Bank credit allocated to the construction sector has gone up 50% from Rs13,303 crore in March 2006 to Rs19,907 crore in March 2007.
Industry-wide deployment of bank credit according to the latest figures posted by the Reserve Bank of India (RBI) show that deployment to the construction sector has been the largest compared with other industries such as iron and steel, metals and metal products, power, roads and ports, paper and rubber industry, where deployment has increased in the 20-30% range.
Bankers say construction as a sector has been booming. The advent of special economic zones and projects such as slum rehabilitation in Mumbai has led to banks lending more to construction companies.

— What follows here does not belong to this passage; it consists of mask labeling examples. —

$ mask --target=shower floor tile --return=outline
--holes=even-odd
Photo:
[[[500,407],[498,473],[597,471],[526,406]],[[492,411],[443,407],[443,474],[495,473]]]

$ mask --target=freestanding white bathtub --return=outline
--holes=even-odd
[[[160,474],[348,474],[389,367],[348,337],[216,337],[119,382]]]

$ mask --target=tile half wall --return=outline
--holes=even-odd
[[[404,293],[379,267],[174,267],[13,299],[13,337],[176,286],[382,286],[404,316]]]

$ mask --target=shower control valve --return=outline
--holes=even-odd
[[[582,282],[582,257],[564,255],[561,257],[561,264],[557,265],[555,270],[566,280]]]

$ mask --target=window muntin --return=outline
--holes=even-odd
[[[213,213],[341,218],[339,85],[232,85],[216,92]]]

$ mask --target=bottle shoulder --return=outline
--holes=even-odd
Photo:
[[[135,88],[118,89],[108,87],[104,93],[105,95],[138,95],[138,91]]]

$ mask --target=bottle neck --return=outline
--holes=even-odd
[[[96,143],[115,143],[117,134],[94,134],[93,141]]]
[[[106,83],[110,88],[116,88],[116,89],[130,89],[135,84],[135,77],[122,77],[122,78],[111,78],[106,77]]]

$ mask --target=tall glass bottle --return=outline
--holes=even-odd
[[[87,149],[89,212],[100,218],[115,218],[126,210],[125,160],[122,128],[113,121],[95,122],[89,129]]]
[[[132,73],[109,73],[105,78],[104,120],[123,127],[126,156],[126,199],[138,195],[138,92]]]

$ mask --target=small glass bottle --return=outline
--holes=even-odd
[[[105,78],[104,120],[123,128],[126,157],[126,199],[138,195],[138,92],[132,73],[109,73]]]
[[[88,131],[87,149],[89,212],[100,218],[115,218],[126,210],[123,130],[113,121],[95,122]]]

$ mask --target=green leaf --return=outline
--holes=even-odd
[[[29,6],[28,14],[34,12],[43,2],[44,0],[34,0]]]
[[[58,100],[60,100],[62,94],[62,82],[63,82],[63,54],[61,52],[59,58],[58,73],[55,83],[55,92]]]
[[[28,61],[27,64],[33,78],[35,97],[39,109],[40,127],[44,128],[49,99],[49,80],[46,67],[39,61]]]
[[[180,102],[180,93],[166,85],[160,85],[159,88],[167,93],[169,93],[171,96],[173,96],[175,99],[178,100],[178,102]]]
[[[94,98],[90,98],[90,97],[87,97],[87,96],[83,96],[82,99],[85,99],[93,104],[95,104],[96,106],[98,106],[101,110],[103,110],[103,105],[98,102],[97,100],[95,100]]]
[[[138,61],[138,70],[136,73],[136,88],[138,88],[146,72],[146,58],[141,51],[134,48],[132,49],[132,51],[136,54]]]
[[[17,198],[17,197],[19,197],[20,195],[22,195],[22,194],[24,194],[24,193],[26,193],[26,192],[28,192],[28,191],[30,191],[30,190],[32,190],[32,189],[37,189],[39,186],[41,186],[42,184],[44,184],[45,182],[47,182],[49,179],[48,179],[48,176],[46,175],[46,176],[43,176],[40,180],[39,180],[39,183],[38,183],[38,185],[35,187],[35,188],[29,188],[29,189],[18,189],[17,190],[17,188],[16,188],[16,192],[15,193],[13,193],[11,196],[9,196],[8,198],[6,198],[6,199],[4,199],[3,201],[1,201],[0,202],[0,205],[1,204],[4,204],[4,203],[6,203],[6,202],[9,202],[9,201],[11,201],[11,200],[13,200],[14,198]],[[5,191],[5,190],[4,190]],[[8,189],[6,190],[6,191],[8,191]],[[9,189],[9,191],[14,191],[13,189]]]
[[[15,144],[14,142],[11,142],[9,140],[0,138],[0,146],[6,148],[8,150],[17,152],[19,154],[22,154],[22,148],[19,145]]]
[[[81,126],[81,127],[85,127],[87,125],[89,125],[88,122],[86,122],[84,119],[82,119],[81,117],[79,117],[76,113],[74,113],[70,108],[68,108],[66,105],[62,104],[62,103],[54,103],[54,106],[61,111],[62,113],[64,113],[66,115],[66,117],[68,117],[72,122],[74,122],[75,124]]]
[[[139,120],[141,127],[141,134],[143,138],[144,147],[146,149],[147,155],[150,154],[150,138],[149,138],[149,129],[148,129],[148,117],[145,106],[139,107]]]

R. Shankar Raman, executive vice-president, finance, at Larsen & Toubro Ltd—India’s largest engineering and construction company—says financing for construction companies cannot be restricted to banks alone, although they are the largest financiers of construction so far. “The construction sector is growing at the rate of 12-15% annually on a consistent basis,” he says. “This logically means that they have to borrow money from multiple sources.”
Typically, private sector lenders are more active than their public sector counterparts in this space. ICICI Bank Ltd is the largest lender to this sector, accounting for nearly 25-30% of the business, according to construction company experts. However, even public sector banks have increased their exposure to this sector over the past year.
A large Mumbai-based public sector bank, for instance, has nearly doubled its exposure to the construction sector from Rs398 crore in 2006- 2007.
A senior officer of the bank, who did not wish to be named, said that in the past, the bank had almost no exposure to the construction sector, but now with the sector witnessing a boom, the bank has doubled its exposure to construction. But the bank wants to play it safe and not lend much to the commercial sector projects, which has also been an area of concern for the central bank.
In January, RBI increased the risk weightage on commercial real estate projects from 100% to 150%. This means that banks are now required to mandatorily put away Rs12 for every Rs100 that they lend to the commercial real estate projects compared with the earlier requirement of Rs8. Construction companies fear the going may get tough in the days ahead with RBI clamping down on the real estate sector.
M.R. Jaishankar, managing director of Bangalore-based realty firm Brigade Group, says: “The banks tightened the norms after the risk weightage was increased.” This could affect lending to the sector in the current fiscal, he adds.